A exatidão com que concebe seu trabalho, certifica-o grande desenhista e técnico, nas suas exatas, porém emocionais obras de arte que jamais se tornam invisíveis aos olhos do observador, pois como sempre instiga nossa percepção e o interesse de compreensão do seu grande potencial.
Explorando o ritmo, a boa continuidade, a lei da similaridade, elementos intelectuais da composição plástica, e que caracterizam muito estas suas criações, pois através deles aplica texturas, grafismos, pontos, linhas e formas com total consciência.
A temática urbana, cotidiana das grandes cidades e tudo que num contexto amplo se torna invisível aos nossos olhos, e desta forma nos faz refletir em cada detalhe concebido pelo artista, contextos sociais, coletivos e individuais para serem refletidos.









































"TRAMAS SINCERAS constitui-se agora numa reflexão importante sobre as mostras realizadas nestes 30 anos. Nela não me contento em revisitar-me e muito menos me subtraio a meus temas ou assuntos de interesse, minhas técnicas, minha linguagem mas depuro tudo isto numa trama nova, desconcertante, inédita de revelar o indizível, minha função como artista.”

TRAMAS SINCERAS - Circuito das Artes 2012 - Museu de Arte da Ba


Em tramas sinceras o artista se abstrai de todos os recursos plásticos  apreendidos no decorrer de sua trajetória e de forma espontânea, nesta nova técnica de bisnagas  de tinta acrílica, cria tramas, onde a emoção prepondera a razão e o grafismo dominante,  com traços, símbolos em relêvo,  nos faz perceber que está a caminhar para uma nova forma de  expressar a sua cosmo visão.










Finalizando esta explanação e mostra de toda trajetória percorrida pelo Artista Plástico Chico Mazzoni, sintetizo com seu próprio depoimento, que de forma incisiva define sua obra e busca :


"Meu maior interesse, como se vê, é buscar uma linguagem, uma expressão própria, uma identidade, no cenário da arte brasileira.

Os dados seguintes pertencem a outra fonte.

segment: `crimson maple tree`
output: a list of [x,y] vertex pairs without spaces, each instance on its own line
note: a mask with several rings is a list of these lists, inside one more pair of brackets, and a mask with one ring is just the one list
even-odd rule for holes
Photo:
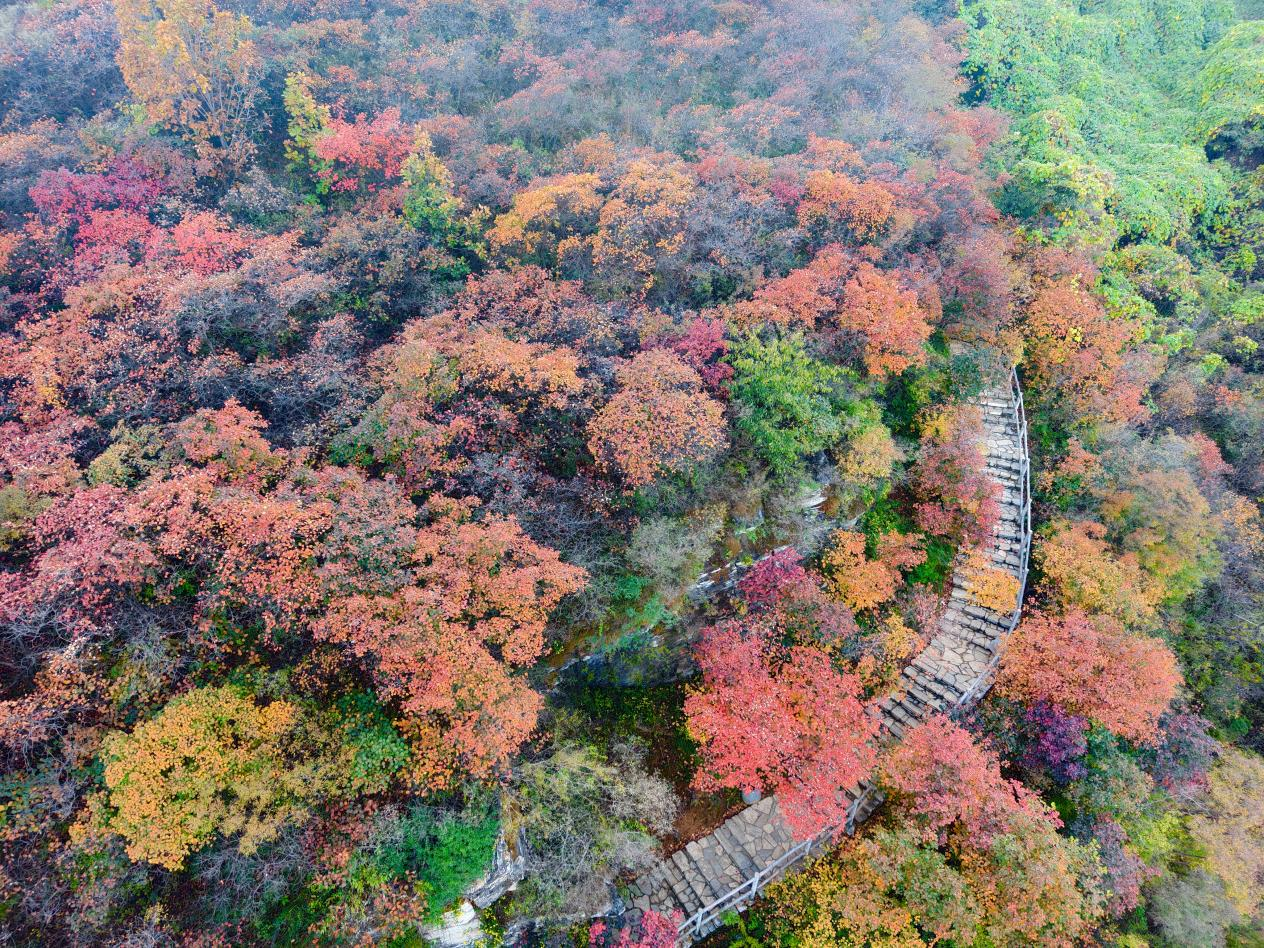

Sou um grande experimentador, no que diz respeito à técnica porque entendo que isto se adquire com prática e experimentação mesmo. Técnica prá mim é tentativa e erro, nada mais. Quanto aos motivos que escolho, são meros pretextos para desenvolver a minha linguagem, a minha identidade. Isto me dá uma imensa liberdade de escolha. Qualquer questão, imagem, viagem, pode suscitar uma inspiração. Posso ir em qualquer direção para me exprimir pois meu único engajamento é com a linguagem, a maneira de dizer o indizível que é, num clichê definitivo, a função da arte".